In a previous post, we discussed how to write a SELECT statement in T-SQL. We also had posted on the WHERE and ORDER BY statements. To finish this series on writing T-SQL, we will look at the GROUP BY, and HAVING statements.
Writing a SELECT statement
Before we get to those statements, we will review writing a SELECT statement and see some errors we could get when using aggregate functions. To start, here is a basic SELECT statement that is retrieving three columns from the Sales.SalesOrderDetail table in the AdventureWorks database.
USE AdventureWorks2016 GO SELECT SalesOrderID, UnitPrice, OrderQty FROM Sales.SalesOrderDetail
And then we see the records that are returned.
Now let’s say our boss comes in and she says, “I would like to see the total for each order!” How would we do that? Let’s take this step by step and change the query to multiply the UnitPrice and OrderQty. We will also provide this calculation with the OrderTotal alias.
SELECT SalesOrderID, (UnitPrice * OrderQty) as OrderTotal FROM Sales.SalesOrderDetail
Adding Aggregate Functions
As we look at the result set, we notice that we now have a line total for each individual item that was purchased within each sales order. But it is not a total of each of the sales orders. To get the total for the entire order we will need to use the SUM aggregate function.
SELECT SalesOrderID, SUM(UnitPrice * OrderQty) as OrderTotal FROM Sales.SalesOrderDetail
Oh No! We received an error. This is because once we added an aggregate function for one column in a result set and that column is going to use a series of values to return a single result. However, the other column, in this case, the SalesOrderID column, will still want to return the result of every record. Which will make the SalesOrderID invalid in the select list.

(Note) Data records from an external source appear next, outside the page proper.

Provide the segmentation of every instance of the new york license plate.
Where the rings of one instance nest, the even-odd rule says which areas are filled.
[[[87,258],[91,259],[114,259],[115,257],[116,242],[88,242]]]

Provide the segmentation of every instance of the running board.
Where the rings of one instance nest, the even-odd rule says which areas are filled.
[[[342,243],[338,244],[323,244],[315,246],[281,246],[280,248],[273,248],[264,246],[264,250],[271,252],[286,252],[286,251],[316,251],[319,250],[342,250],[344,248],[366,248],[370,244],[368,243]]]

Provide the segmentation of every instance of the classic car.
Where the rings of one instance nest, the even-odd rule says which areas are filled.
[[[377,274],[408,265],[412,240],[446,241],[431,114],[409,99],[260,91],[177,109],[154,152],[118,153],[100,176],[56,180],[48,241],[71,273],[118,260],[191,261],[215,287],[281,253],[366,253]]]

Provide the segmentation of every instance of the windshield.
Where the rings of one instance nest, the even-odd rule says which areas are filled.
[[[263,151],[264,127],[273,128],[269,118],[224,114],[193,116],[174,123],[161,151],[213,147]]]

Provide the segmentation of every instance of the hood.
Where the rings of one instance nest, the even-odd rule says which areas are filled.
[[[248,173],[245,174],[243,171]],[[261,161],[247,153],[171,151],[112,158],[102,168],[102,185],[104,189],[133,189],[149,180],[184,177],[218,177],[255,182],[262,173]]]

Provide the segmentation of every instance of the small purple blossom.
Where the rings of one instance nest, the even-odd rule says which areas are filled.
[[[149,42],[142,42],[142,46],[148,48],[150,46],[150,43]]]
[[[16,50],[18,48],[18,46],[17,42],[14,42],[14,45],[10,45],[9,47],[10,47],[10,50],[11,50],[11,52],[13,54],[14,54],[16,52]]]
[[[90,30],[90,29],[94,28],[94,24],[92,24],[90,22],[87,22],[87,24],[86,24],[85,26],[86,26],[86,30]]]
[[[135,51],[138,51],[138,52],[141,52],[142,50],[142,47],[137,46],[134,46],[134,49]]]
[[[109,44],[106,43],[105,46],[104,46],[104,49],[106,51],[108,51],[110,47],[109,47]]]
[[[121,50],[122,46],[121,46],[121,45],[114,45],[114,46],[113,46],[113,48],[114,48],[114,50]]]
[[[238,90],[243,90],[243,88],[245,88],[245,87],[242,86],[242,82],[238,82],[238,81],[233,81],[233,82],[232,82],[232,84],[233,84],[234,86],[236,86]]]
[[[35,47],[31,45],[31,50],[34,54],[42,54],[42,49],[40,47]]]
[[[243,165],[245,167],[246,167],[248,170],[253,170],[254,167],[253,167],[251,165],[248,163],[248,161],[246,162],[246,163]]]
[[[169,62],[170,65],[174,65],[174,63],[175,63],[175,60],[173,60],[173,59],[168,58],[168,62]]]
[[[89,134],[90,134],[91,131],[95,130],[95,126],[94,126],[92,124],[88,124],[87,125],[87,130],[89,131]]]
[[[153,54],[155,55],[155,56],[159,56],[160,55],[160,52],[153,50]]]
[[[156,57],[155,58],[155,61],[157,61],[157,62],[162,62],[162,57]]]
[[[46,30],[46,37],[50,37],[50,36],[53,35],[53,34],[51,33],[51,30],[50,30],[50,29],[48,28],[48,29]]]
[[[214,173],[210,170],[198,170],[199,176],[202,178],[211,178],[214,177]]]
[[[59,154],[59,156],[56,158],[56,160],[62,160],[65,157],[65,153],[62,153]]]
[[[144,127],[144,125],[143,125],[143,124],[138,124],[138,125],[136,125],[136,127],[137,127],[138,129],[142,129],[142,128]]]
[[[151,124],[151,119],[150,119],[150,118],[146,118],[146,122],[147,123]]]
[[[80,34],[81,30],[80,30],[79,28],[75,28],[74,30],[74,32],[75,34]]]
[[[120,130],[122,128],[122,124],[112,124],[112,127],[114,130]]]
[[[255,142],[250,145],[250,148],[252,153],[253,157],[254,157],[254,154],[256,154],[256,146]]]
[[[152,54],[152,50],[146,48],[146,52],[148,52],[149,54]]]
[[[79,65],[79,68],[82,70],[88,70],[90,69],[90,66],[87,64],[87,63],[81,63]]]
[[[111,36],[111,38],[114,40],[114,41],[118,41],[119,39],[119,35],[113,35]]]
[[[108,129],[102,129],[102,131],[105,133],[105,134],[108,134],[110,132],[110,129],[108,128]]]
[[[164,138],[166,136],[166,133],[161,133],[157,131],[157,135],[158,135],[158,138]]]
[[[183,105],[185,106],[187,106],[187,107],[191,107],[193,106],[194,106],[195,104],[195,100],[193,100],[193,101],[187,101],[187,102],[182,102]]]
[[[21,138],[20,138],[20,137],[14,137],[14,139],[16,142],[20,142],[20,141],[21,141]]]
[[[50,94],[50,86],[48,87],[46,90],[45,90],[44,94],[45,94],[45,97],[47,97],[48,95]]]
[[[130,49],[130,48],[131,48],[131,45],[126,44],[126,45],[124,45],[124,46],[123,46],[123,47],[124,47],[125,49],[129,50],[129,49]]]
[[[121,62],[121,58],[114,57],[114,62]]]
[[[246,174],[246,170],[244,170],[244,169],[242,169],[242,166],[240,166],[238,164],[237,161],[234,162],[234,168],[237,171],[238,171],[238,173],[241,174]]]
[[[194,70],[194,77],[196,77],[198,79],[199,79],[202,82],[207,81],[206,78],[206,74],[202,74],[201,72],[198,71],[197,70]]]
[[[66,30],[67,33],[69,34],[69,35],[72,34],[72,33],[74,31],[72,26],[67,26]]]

According to the error message, we can fix this in one of two ways. Either include the SalesOrderID field in an aggregate function or in a Group By clause. Let’s use the Count aggregate function on the SalesOrderID first.
SELECT COUNT(SalesOrderID), SUM(UnitPrice * OrderQty) as OrderTotal FROM Sales.SalesOrderDetail
Well, at least this time we did not receive an error. This code gave us a count of ALL the order details and the total of ALL orders. However, our boss wanted the total for each order. More specifically, we want to group our results by each SalesOrderID and return the sum for each of those orders.
Adding a GROUP BY statement
This is where our Group By clause is used. So, let’s remove the Count function and place the SalesOrderID in the Group By clause.
SELECT SalesOrderID, SUM(UnitPrice * OrderQty) as OrderTotal FROM Sales.SalesOrderDetail GROUP BY SalesOrderID
Adding a HAVING statement
Finally, we received the correct results. This is the total for each order. Now let’s take this one step further and filter this result set by using the HAVING statement. But first, we should discuss the difference between the WHERE clause and the HAVING clause. The WHERE statement will filter records BEFORE the records are grouped or aggregated. The HAVING statement will filter the results AFTER the records have been grouped or aggregated.
The previous code statement returned 31,465 records as that was the number of orders that were being grouped. If we only wanted to see the first 12 orders, we would use the WHERE SalesOrderID < 43671 to filter out the records before they were grouped.
However, if we want to filter the records AFTER they have been grouped, we use the HAVING statement. In this case of the first twelve records, we want to see how many orders were over 9,000. (We will end up with six records.)
SELECT SalesOrderID, SUM(UnitPrice * OrderQty) as OrderTotal FROM Sales.SalesOrderDetail WHERE SalesOrderID < 43670 GROUP BY SalesOrderID HAVING SUM(UnitPrice * OrderQty) > 10000 ORDER BY OrderTotal
NOTE: We are required to write out the SUM aggregate function in the HAVING statement and cannot use the OrderTotal alias from the select list. This is because the SELECT statement is processed after the HAVING statement as noted at the top of this post. However, we can use the OrderTotal alias in the ORDER BY statement as it is processed after the SELECT statement.